Keith (not his real name; if they pick me up for murder, they can't prove it) is the smartest nurse ever. He already has a master's under his belt at the age of 30, he's working on his DNP in adult acute care? Or critical care? Or something? He knows every policy and procedure in the manual. HIPAA is an open book. He can, he assured me on day one, run a code by himself. He is a fucking genius. He has been a nurse for five years.

He does not know how to set up a suction rig. He does not know what angioedema looks like. He does not understand how swallowing works, and that silent aspiration is a thing. He does not, in fact, know how to run a code at all, let alone by himself.

Now, I'm willing to excuse all of that and more in a new nurse. Contrary to how I might sound on here, I am the preceptor you want.

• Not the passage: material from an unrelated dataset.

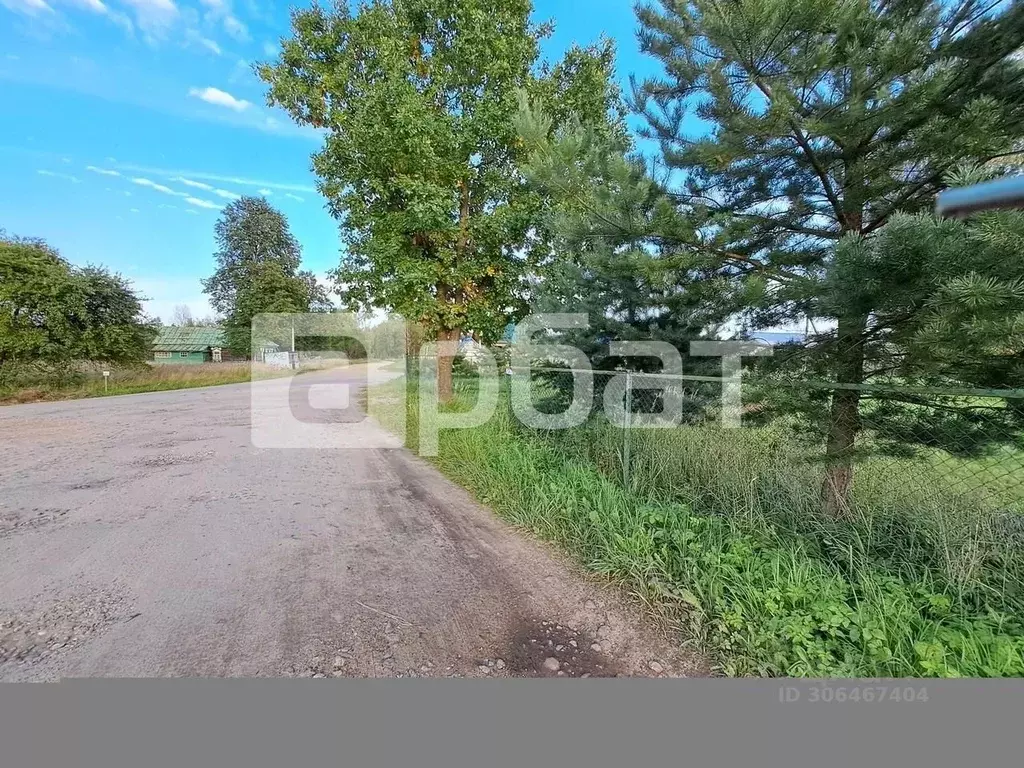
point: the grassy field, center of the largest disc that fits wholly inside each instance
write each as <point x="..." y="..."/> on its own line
<point x="88" y="382"/>
<point x="925" y="578"/>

I'll entertain any question without making you feel like a moron, because even supposedly stupid questions usually have logical backing. I'll show you cool shit and get you into the transplant OR and pull strings so you, too, can hold a heart as it beats outside somebody's body. You can practice IVs on me.

However. If you're a supposedly experienced nurse, who's worked four places in five years (wtf is up with that it's not like the economy has been great why did that not trigger anybody's warning bells oh my GOD), and you make a critical medication error, giving five times the dose of an opiate to an opiate-naive patient, and then turn your back on them in order to futz with the computer, and *then* try to blame the error on *me,* I will cut you.

If you try to pin something on Marcie that she did not do, then boy, your life as you know it just got a whole lot worse.



Keith's head and me, May 2015

Can I get an A-men.

For the time being, we have appealed to Wonderful Boss as a group, and Keith is going down to the bowels of Holy Kamole in order to train with Betty in Interventional Radiology. Betty is sixty. Betty is a dedicated Crossfitter and member of a motorcycle club. Betty runs a six-minute mile, faster than she did when she was an Army nurse. Betty is two years away from retirement and takes even less shit than she used to.

Keith will know, if he knows nothing else, how to dose people for conscious sedation. And what to do if he fucks up. And he'll know exactly why it's a bad idea to try to bully the people he works with.

I feel alive again. I feel like I'm no longer wasting my time, if there's an ego to destroy and dreams to crush.

Or maybe that's the double-bacon cheeseburger I ate for lunch talking.